Competitive races and ballot measures are fueling spending that, especially in Ohio, Pennsylvania, California, Rhode Island and Connecticut, could exceed advertising inventory and force other local marketers off the air.

"We see more races on the air earlier, more groups engaging. It looks like the last 30 days and we are still 60 days out," said Evan Tracey, chief operating officer of TNS Media Intelligence's Campaign Media Analysis Group.

Nick Ulmer, general sales manager for Louisville, Ky., NBC affiliate WAVE-TV, said the station has already had to preempt some regular advertising fit in all the political ads for some hot congressional races as well as a mayoral race and two circuit-judge races. And problems could increase as Election Day (Nov. 7) approaches.
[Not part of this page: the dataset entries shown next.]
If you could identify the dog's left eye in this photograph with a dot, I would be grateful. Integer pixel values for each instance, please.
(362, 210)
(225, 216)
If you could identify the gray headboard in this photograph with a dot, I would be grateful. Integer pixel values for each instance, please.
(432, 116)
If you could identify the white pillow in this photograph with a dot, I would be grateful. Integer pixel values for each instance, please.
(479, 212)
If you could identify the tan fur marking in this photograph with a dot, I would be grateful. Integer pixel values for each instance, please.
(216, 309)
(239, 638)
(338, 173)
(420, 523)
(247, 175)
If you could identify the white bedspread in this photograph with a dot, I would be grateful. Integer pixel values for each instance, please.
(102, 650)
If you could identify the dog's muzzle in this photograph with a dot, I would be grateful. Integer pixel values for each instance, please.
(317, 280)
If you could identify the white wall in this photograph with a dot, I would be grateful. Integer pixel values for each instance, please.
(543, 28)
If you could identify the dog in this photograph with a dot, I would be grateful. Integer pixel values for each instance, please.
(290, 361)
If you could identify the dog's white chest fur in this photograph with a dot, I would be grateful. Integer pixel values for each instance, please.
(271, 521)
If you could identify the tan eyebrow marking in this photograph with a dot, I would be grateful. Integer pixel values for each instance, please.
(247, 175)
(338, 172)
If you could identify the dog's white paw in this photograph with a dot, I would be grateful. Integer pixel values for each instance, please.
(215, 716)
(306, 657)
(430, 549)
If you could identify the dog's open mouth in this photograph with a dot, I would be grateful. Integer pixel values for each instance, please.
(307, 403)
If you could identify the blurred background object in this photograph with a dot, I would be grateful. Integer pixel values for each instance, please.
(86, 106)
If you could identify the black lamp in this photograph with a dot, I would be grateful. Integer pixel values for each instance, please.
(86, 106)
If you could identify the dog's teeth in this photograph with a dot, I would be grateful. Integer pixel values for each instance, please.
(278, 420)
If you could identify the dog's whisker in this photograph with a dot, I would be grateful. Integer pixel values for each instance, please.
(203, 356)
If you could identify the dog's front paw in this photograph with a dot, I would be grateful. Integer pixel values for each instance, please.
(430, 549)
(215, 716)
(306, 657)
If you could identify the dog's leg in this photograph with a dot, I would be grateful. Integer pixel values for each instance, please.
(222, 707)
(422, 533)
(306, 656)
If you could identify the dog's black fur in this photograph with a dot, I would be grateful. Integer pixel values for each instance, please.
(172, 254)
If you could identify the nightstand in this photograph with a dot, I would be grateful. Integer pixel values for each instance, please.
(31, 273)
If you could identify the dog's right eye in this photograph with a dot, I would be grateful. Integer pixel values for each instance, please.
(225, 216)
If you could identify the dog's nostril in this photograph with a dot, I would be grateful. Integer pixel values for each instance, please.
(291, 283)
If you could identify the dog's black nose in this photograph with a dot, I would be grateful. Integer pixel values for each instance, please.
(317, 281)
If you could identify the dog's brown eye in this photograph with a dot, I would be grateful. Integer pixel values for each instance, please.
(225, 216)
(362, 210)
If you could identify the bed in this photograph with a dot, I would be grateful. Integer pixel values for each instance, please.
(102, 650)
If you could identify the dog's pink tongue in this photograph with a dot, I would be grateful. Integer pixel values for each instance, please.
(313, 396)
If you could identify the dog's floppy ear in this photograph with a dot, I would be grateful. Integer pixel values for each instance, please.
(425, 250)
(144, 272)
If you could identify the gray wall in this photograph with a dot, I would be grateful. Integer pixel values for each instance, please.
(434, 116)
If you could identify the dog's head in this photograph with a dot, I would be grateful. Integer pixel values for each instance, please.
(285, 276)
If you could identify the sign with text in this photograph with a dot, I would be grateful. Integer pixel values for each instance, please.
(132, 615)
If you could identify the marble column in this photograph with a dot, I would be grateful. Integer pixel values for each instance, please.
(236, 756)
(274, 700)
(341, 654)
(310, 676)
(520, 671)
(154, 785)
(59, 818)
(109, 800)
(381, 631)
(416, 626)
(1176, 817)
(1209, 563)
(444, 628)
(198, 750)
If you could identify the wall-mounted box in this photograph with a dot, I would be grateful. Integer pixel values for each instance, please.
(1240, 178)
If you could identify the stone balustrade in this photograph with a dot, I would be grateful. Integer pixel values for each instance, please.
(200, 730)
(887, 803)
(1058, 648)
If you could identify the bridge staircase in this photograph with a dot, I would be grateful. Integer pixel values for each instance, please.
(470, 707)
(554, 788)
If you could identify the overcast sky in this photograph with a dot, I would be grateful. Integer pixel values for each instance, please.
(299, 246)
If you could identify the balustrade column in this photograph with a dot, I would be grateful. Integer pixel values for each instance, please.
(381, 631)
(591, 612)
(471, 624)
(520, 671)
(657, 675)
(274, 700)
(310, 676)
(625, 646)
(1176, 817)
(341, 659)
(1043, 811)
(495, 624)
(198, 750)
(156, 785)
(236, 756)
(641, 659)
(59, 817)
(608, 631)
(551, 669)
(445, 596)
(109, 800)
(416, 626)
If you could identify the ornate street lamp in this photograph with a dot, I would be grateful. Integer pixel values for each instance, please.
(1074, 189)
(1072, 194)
"The market is tight," Mr. Ulmer said, adding that as much as 45% of the station's October advertising inventory may be political ads.

Mr. Tracey said the problems could be especially intense this year as 36 gubernatorial races and other state-office races get added to an intense battle between Democrats and Republicans for control of the Senate and House. He said in some states the problems likely will be statewide. In other markets, specific regions will be far more affected. He cited TV stations in upstate New York; Des Moines, Iowa; Louisville and Paducah, Ky.; and South Bend, Ind.

Democrats and Republicans both say President George W. Bush's poll numbers, combined with public unhappiness about the Iraq war, gas prices and local issues, are making this year's Congressional races more competitive and harder fought, with Republicans digging in to maintain control and Democrats waging an all-out battle to win more seats.

'Playing offense'

"It's more competitive in more states," said Phil Singer, communications director of the Democratic Senatorial Campaign Committee. "We are playing offense and taking aggressive steps to bring our message to the voters." He said the Democratic Party committee challenged one Senate incumbent in 2004 and is challenging eight this time.

Brian Nick, communications director for the National Republican Senatorial Committee, said Republicans are also spending more and doing more. "We are spending more money overall on races than last cycle," said Mr. Nick, though he declined to provide details on spending.

Some of the additional money is going toward websites. The party has used the Bivins Group to create sites that attack Democratic Reps. Sharrod Brown (faroutbrown.com) in Ohio and Harold E. Ford Jr. (fancyford.com) in Tennessee in their races for Senate posts. Both politicians are attempting to jump from the House to the Senate.

Still, the bulk of the money is going toward TV ads.

Mr. Tracey had originally predicted spending could reach $1.4 billion this election cycle, potentially topping the $1.7 billion spent in 2004, a presidential election year. But at the Television Bureau of Advertising in New York last week, he revised the total to $1.6 billion.

"The likelihood of us going past 2004 is high," he said.